When you enter a coffee shop, you expect to be served only the finest brewed coffee from artisan beans grown on an Indonesian island and dry-roasted to earthy perfection (and it’s fair trade, of course). If you go artisanal, you can pay $4 or more for a latte – depending on how “artisanal” you choose to make it. When your choices of toppings, flavors, and milk are practically endless, you can rack up the price of that perfect latte pretty high.
As Bloomberg puts it, “You spend upward of $4 on a small cup of shade-grown, single-origin brew, only to suck it through a hole cut into a plastic cover.”
Surely there’s something better for coffee-drinkers. Every cup you buy in a café should be enjoyed as if you were drinking it from your home. The sad fact of the matter is, most coffee cup lids are simply not up for the task. Every commuter struggles on the daily walk to the office – coffee in one hand, briefcase in the other. No matter how gently you grip that cup, the lid always seems to pop off or routinely squirt creamy hazelnut goodness onto your suit.
When you actually get a chance to sip the morning fuel, the lid captures steam and causes too many tongue burns, or else prevents you from partaking in the rich aroma you would normally enjoy from a mug at your dining room table.
Enter the Viora Lid, a new invention hailing from bright innovators in Seattle.
On Viora Lid’s website, one reads how a deep-rooted dissatisfaction with faulty coffee lids spurred these innovators on to greatness: “When we ordered a coffee to go, we were painfully aware that putting a lid on our drink greatly diminished our much-anticipated experience.
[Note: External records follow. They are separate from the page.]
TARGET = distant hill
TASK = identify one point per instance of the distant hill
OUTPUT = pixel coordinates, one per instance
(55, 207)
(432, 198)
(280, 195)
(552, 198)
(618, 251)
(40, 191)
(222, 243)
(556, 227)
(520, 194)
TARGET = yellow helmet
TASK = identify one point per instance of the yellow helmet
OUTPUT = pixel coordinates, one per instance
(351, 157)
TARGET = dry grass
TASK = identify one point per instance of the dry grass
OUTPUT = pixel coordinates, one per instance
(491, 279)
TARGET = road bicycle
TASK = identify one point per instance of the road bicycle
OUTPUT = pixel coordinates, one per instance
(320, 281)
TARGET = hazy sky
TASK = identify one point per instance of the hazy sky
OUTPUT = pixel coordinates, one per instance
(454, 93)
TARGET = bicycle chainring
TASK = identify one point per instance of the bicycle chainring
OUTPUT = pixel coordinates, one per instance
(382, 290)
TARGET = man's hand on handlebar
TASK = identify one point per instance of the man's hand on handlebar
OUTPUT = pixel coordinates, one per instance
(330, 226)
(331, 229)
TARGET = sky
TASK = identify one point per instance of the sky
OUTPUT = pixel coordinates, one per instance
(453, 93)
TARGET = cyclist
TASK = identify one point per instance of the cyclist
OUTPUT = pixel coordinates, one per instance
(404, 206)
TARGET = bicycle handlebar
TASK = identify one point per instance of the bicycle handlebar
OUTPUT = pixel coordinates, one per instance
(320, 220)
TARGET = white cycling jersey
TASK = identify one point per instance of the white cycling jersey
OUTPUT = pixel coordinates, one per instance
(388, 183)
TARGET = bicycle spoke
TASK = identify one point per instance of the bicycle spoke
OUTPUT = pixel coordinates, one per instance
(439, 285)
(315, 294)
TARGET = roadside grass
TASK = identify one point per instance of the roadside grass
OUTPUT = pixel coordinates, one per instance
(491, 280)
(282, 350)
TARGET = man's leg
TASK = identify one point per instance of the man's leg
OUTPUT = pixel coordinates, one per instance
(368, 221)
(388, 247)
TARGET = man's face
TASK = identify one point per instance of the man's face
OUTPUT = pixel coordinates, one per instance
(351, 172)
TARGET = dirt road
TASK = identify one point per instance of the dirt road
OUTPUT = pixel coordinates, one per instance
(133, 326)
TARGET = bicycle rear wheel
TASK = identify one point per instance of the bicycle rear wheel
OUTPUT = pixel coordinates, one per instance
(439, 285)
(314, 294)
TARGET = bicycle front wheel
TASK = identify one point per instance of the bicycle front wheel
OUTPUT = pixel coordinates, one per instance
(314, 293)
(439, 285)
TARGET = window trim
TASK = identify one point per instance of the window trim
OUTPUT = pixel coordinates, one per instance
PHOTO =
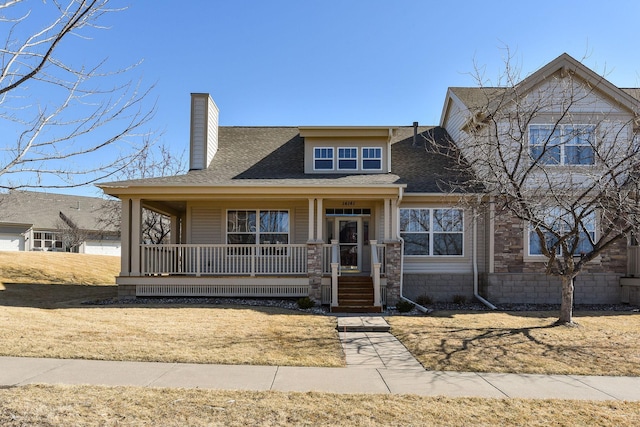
(362, 159)
(563, 143)
(339, 158)
(257, 231)
(431, 232)
(316, 158)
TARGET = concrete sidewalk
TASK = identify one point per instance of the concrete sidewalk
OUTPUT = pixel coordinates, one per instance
(376, 363)
(17, 371)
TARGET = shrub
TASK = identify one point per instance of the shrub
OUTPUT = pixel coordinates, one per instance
(459, 299)
(404, 306)
(424, 300)
(305, 303)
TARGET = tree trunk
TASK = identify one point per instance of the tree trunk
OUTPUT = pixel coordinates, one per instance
(566, 306)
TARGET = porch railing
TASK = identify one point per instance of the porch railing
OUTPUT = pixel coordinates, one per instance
(271, 259)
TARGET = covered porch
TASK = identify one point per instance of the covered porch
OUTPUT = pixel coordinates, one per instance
(222, 246)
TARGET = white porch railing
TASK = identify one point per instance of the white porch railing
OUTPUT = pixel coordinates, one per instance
(251, 260)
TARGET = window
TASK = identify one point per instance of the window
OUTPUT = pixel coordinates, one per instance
(372, 158)
(562, 222)
(323, 158)
(433, 232)
(348, 158)
(247, 227)
(562, 144)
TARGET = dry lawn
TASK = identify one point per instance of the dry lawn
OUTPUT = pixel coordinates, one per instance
(42, 316)
(604, 343)
(129, 406)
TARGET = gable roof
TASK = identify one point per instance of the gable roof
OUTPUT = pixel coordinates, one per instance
(43, 210)
(274, 157)
(478, 99)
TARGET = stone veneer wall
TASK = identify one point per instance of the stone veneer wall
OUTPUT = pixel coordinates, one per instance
(516, 280)
(314, 270)
(393, 253)
(440, 287)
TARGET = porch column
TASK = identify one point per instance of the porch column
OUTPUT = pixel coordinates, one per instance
(387, 219)
(319, 220)
(125, 237)
(311, 220)
(175, 230)
(136, 227)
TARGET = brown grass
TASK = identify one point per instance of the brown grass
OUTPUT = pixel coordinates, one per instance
(604, 343)
(130, 406)
(48, 320)
(58, 268)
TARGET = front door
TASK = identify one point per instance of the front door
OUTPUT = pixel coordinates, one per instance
(349, 233)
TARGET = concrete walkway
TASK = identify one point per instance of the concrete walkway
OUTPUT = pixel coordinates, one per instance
(376, 363)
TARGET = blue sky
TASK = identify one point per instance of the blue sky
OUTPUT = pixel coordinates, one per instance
(349, 62)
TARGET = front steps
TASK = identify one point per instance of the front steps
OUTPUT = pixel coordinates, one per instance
(355, 295)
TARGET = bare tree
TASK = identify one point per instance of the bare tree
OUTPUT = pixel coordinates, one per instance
(153, 161)
(561, 155)
(65, 123)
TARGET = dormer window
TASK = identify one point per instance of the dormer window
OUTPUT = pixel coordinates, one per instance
(562, 144)
(323, 158)
(372, 158)
(347, 158)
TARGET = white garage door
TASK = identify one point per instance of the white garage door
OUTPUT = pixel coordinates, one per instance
(98, 247)
(11, 242)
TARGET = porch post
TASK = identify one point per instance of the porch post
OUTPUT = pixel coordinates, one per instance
(136, 227)
(319, 220)
(387, 219)
(311, 219)
(125, 237)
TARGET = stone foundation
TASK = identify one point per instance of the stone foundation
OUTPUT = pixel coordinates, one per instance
(439, 287)
(538, 288)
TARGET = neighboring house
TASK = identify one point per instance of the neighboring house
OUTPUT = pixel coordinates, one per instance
(353, 216)
(37, 221)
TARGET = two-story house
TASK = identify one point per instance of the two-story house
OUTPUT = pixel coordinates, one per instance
(354, 217)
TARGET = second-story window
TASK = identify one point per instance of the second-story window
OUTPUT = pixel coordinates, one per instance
(347, 158)
(562, 144)
(372, 158)
(323, 158)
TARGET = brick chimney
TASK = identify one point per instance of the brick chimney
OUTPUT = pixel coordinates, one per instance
(204, 131)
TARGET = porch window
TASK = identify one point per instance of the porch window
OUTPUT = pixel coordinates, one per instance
(247, 227)
(372, 158)
(432, 232)
(562, 222)
(347, 158)
(562, 144)
(323, 158)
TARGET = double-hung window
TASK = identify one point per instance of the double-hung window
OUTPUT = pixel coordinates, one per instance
(246, 227)
(562, 144)
(323, 158)
(432, 232)
(347, 158)
(561, 222)
(372, 158)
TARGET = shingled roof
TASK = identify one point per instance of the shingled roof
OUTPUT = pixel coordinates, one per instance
(42, 210)
(274, 156)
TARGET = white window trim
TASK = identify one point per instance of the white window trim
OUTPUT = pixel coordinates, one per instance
(257, 231)
(563, 144)
(333, 158)
(362, 159)
(338, 158)
(431, 232)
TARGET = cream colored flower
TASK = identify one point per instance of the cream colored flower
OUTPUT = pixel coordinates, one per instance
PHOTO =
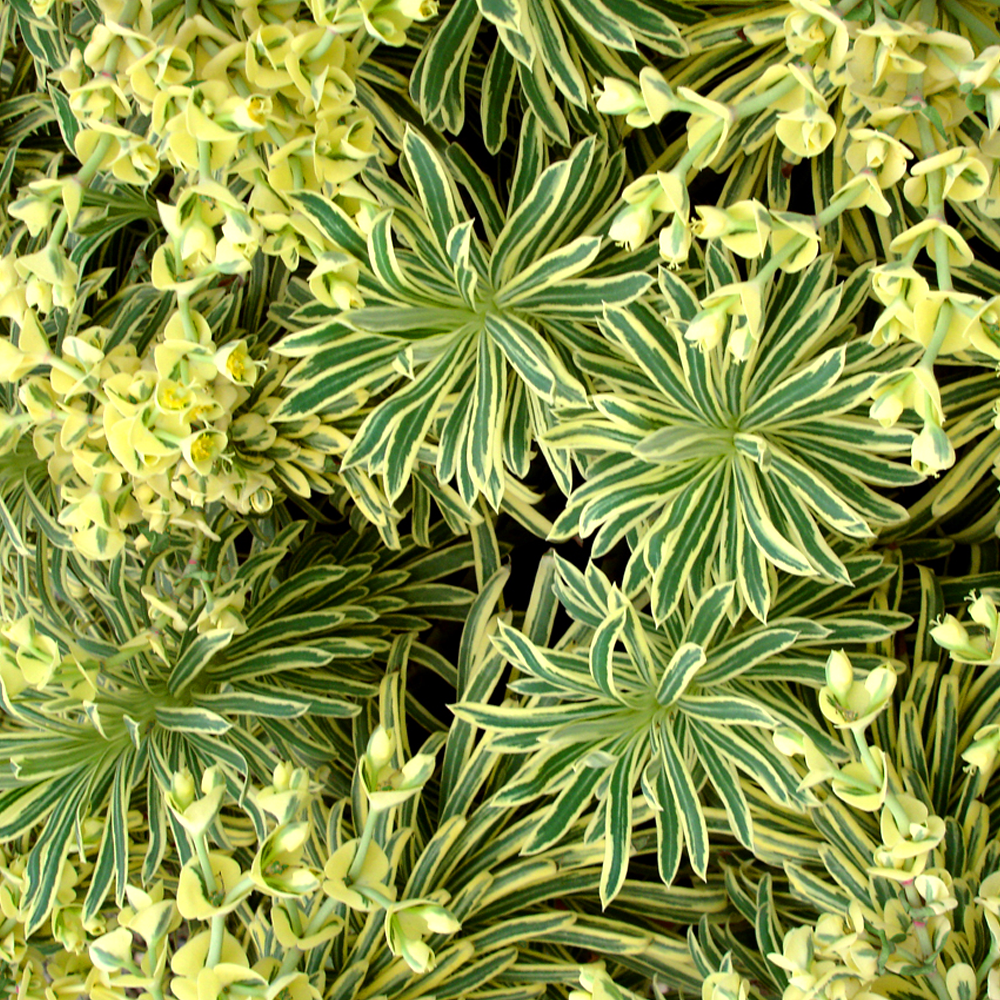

Our conviction that there was a better way unleashed a scientific curiosity and a maniacal focus and led to years of researching fluid dynamics, evaluating mainstream and alternative plastics, reading research papers on smell and taste, assessing advanced manufacturing technologies, prototyping, and conducting round after round of testing. The result of all this work is the Viora Lid – and a growing collection of patents and patents pending.”
There you have it, folks. A new lid for a new generation of coffee drinkers. Coffee drinkers on the go, coffee drinkers obsessed with the latest fad, coffee drinkers who just want to have their breakfast coffee-in-mug experience translate into their morning commute.
“The Viora Lid is being received more like a new smartphone than a redesigned Dixie cup,” Bloomberg reported. “The tech industry is eagerly embracing artisanal coffee. At hackathons around the world, many coders are trading in their Red Bull for bottles of Portland’s Stumptown iced coffee. Facebook’s Silicon Valley headquarters serves Philz Coffee, a cup of jet fuel that’s popular in San Francisco.”
Maybe it’s the imagination and innovation of artisanal coffee shops that attracts the tech industry so strongly, or maybe it’s the need for caffeine — after all, tech innovators need something to keep them innovating. Or maybe they’re long-time coffee drinkers, and all they want is a good lid to enjoy their morning joe.